Era quasi l'alba e per tutti era giunto il momento di rientrare dopo la notte di baldoria. Erika e Klod si erano già ritirati da tempo ma le giovani coppie amoreggiavano ancora nei viali appartati, gli uomini discutevano di politica e guerre e le dame della tendenza della moda per l'estate in arrivo. I bambini erano stati condotti dai tre Messi a da Mahatma nel padiglione allestito per loro e adesso dormivano beati, quattro Guardie Armate sorvegliavano la porta d'ingresso.

Fabris cercò l'Alto Chierico scomparso da molte ore. Vagò per i Viali finché non lo trovò su una panca di legno con in braccio sua figlia Celia che dormiva beatamente.

- Maestro, non dovreste essere ancora qui, perché non avete portato mia figlia con gli altri bambini? - domandò sottovoce Fabris cercando di non svegliare Celia. Gli occhi del chierico erano appesantiti e le spalle non più erette come qualche ora prima.

- Non preoccuparti Fabris - rispose l'anziano a tono basso - Mi ha fatto piacere parlare con lei. E' una bambina sveglia sai? E credo che verrà a farci almeno una visitina - aggiunse con uno strano sorriso stampato sul volto severo, gli occhi scuri balenavano d'intelligenza. Celia si girò, aprì gli occhi e sbadigliò sonoramente. I due uomini sorrisero e Fabris si sedette sulla panca accanto al Chierico.

- Allora Celia, hai dormito bene sul nostro Reverendo Chierico? - chiese suo padre scostandole i capelli dal volto assonnato.

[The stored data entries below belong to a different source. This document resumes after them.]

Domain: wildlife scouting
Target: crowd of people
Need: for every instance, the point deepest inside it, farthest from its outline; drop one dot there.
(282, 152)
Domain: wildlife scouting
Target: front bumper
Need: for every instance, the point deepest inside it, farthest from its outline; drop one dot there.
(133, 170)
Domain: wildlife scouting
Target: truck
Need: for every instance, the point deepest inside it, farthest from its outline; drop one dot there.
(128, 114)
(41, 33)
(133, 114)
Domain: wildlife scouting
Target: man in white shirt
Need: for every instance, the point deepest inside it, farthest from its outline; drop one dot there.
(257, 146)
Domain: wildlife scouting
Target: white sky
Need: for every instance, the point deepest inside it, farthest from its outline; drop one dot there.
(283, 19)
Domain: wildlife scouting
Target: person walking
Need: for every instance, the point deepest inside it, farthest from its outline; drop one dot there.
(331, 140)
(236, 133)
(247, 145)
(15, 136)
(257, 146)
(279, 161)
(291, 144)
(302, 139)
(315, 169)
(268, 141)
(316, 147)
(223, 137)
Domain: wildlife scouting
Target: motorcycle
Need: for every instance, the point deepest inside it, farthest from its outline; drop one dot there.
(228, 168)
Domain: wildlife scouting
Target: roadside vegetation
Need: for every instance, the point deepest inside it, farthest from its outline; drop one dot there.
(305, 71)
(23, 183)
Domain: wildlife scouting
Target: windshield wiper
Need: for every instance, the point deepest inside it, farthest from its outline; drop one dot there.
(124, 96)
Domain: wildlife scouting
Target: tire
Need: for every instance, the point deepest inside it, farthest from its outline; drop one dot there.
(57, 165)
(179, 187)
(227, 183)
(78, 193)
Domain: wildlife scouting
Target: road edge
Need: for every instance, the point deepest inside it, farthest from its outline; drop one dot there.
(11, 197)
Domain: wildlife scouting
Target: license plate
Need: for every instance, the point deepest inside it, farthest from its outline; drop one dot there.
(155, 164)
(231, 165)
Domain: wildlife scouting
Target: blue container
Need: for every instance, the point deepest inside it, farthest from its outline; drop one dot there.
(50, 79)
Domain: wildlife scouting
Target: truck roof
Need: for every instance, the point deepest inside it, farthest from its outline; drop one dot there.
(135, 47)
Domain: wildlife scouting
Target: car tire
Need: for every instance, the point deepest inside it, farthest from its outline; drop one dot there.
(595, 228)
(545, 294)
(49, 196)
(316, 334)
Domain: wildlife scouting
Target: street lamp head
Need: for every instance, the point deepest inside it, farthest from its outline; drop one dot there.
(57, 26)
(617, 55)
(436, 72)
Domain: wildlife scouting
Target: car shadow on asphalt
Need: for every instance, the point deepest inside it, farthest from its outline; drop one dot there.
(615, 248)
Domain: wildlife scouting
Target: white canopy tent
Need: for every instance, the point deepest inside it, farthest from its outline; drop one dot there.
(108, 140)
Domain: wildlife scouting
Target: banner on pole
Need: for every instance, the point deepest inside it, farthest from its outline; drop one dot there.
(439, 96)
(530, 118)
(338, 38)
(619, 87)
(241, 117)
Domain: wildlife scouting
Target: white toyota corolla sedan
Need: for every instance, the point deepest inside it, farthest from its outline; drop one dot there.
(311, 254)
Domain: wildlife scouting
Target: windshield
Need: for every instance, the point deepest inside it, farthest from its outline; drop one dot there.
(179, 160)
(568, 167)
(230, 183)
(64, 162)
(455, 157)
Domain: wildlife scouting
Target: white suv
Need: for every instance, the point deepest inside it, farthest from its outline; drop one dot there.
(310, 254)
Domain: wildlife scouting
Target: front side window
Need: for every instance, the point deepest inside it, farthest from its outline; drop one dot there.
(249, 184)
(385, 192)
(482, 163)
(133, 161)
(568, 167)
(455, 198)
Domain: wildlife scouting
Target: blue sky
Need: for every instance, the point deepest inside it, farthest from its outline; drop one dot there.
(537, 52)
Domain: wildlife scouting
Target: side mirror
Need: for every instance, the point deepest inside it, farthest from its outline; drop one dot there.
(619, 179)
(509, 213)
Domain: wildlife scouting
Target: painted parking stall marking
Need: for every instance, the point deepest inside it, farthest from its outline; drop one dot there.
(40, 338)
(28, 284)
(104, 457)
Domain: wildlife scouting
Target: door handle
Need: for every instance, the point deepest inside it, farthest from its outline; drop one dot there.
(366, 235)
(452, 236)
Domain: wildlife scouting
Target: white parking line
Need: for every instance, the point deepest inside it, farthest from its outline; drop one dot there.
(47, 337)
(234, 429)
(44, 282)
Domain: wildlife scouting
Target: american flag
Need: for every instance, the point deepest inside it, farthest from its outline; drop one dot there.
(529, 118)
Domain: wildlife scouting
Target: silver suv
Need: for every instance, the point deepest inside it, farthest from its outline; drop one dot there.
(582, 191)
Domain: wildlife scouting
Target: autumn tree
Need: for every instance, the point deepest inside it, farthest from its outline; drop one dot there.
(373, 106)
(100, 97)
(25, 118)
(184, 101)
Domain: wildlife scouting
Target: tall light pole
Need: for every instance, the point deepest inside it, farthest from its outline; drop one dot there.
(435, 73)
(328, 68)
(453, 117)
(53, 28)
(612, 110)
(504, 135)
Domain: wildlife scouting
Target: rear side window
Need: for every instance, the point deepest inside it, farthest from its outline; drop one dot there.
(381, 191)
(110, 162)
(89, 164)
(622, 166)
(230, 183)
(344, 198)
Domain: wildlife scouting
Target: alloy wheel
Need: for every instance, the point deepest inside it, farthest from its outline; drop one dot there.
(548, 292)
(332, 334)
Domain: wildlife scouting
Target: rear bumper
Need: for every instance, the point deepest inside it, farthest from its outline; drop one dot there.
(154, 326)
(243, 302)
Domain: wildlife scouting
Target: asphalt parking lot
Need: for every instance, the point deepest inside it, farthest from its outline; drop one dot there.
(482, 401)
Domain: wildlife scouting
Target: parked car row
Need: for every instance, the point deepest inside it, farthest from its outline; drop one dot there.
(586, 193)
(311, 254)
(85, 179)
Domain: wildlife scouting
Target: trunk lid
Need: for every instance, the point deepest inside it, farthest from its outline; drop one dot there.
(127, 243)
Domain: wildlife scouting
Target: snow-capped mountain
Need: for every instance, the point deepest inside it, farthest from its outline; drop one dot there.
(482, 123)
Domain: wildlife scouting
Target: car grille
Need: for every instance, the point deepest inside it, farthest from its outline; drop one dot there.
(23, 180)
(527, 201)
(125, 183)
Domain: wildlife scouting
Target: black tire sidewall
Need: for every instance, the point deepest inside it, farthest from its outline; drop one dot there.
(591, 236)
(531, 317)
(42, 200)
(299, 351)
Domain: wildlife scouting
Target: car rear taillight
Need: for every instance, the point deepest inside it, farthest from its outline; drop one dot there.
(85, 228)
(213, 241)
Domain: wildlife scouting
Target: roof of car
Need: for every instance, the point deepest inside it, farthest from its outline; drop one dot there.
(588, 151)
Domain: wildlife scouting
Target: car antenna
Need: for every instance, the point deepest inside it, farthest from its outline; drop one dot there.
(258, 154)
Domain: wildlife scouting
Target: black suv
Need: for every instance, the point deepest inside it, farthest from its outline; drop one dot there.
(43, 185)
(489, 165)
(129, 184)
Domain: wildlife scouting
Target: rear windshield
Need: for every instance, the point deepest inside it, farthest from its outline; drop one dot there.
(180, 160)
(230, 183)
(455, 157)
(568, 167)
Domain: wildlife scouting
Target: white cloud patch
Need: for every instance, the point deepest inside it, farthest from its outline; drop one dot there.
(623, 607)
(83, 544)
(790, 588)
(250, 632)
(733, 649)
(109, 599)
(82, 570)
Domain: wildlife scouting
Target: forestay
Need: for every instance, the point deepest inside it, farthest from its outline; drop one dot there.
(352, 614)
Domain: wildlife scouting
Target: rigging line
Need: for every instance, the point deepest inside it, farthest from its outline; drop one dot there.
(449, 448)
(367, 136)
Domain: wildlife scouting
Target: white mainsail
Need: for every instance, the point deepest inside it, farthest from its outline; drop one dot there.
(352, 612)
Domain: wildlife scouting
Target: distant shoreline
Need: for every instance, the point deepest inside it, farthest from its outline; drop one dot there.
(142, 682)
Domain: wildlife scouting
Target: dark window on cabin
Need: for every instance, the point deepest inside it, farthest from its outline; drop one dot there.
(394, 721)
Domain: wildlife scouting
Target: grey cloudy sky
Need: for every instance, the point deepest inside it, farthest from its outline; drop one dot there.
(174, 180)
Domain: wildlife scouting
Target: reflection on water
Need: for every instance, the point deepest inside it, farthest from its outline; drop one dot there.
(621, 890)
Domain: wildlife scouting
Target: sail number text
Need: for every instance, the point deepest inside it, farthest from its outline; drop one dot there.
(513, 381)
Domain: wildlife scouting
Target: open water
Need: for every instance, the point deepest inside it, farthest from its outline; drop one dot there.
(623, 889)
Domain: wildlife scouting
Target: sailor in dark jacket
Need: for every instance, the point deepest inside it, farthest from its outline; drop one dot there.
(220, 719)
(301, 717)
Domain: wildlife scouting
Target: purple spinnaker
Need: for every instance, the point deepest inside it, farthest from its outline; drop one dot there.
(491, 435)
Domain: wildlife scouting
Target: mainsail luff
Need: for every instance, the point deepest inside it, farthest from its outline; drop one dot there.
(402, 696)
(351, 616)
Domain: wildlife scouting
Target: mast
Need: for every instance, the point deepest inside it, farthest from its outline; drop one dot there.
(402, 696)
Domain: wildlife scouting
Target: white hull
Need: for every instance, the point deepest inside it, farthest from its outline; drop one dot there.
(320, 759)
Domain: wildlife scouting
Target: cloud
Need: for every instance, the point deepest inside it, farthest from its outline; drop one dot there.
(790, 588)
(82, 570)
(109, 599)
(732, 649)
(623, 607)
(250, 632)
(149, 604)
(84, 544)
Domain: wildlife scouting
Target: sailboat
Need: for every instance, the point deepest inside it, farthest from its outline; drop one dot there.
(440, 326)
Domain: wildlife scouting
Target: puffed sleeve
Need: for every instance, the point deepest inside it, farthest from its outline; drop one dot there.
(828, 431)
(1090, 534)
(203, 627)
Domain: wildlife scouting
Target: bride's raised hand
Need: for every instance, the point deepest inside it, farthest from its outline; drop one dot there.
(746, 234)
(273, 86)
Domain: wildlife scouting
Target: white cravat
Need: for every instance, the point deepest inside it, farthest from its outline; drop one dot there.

La bambina prese coscienza del mondo, si accorse di dove era, arrossì violentemente e scese di scatto poggiando i piedi a terra.

- Scusate - balbettò confusa Celia lo sguardo basso e le guance in fiamme.

- Non preoccuparti bambina, mi è capitato altre centinaia di volte - assicurò con uno strano tono l'anziano chierico, come se davvero fosse per lui normale far dormire i bambini fra le sue braccia.

- Ascolta Celia - iniziò Fabris rassegnandosi all'arduo compito che l'attendeva - Avevamo pensato che alla fine dei festeggiamenti tu avresti potuto... - non riuscì a finire la frase perché Celia l'interruppe bruscamente. Era la prima volta che accadeva. Non aveva mai osato fermare suo padre durante un discorso ma questa volta le era venuto spontaneo. Corse un attimo di panico poi Fabris si rese conto che Celia non era stata irriverente ma solo istintiva, così si appoggiò con la schiena alla panca.

- Ho già deciso, ripartirò con l'Alto Chierico finiti i festeggiamenti per una visita al Monastero - affermò con la voce assonnata. Con le mani iniziò a lisciarsi le pieghe del vestito. Fabris la guardò sorpreso.

- Vorrei andare a letto - si scusò la bambina con un lieve inchino. Si voltò e si diresse verso il Viale.

- Maestro, è lei l'artefice di questo cambiamento? - domandò infine Fabris dopo qualche minuto di silenzio.

- In parte - ammise il chierico incrociando le braccia sul petto e fissando il punto in cui era sparita Celia.

La bambina percorreva il Viale delle Orchidee, il profumo intenso le solleticava le narici, affrettò sempre più il passo fin quasi a correre. Arrivò al padiglione e le Guardie la fecero entrare nella tenda confortevole. Decine di altri ragazzini dormivano beati fra cuscini colorati, tappeti e coperte. Celia si gettò in un letto vuoto e si nascose sotto le coperte rievocando lentamente il sogno che aveva fatto a occhi aperti. E rivide i Guaritori e gli Storici ma soprattutto fu vivo in lei il ricordo del terzo Ordine, quello più potente e ambito, quello dei Chierici Cavalieri.